Another experiment in Greece discovered that the seed germination of Tylosema esculentum increases significantly in speed and emergence when the seeds are immersed in hot water for two to four minutes or dry heating for five minutes at 100 to 150 degrees Celsius. Soil is also an important factor to consider when growing this perennial legume plant. Tylosema esculentum grows best in a sandy soil texture, instead of a clay loam soil texture, because a sandy soil has optimal physical properties that allow the Marama bean to germinate quickly.

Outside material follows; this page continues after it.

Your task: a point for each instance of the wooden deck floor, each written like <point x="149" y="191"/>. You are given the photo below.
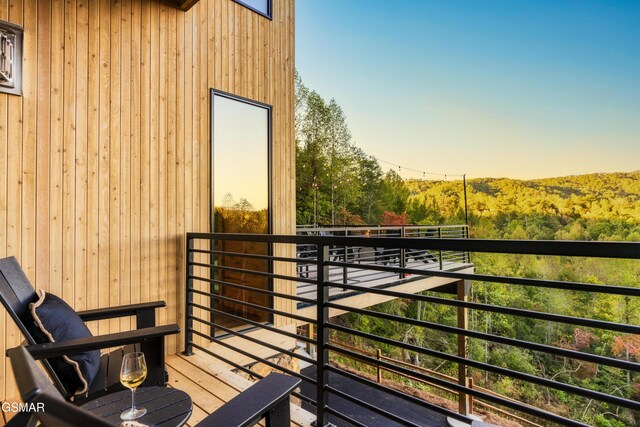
<point x="369" y="278"/>
<point x="210" y="386"/>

== Heterostyly and its evolutionary significance ==
Tylosema esculentum is heterostylous, meaning that two or three morphological types of flowers exist in the population. For this specific legume, its pistil and anthers show reciprocal heights in two morphological types. Experiments involving in vivo fertilization (naturally occurring crosses of living organisms) and in vitro fertilization (crosses done in a laboratory setting) indicated that a two-allele self-incompatibility system exists in Tylosema esculentum. Having a successful self-incompatibility system evolutionarily benefits this plant because it promotes more out-crossing and in turn creates more diversity within a population. Diversity in a population is important and beneficial because the population has a stronger defense against a lethal or harmful virus or bacteria infecting the entire population. The evolutionary significance of Tylosema esculentum is that the discovery of the function heterostylous plant was the first in the family Fabaceae.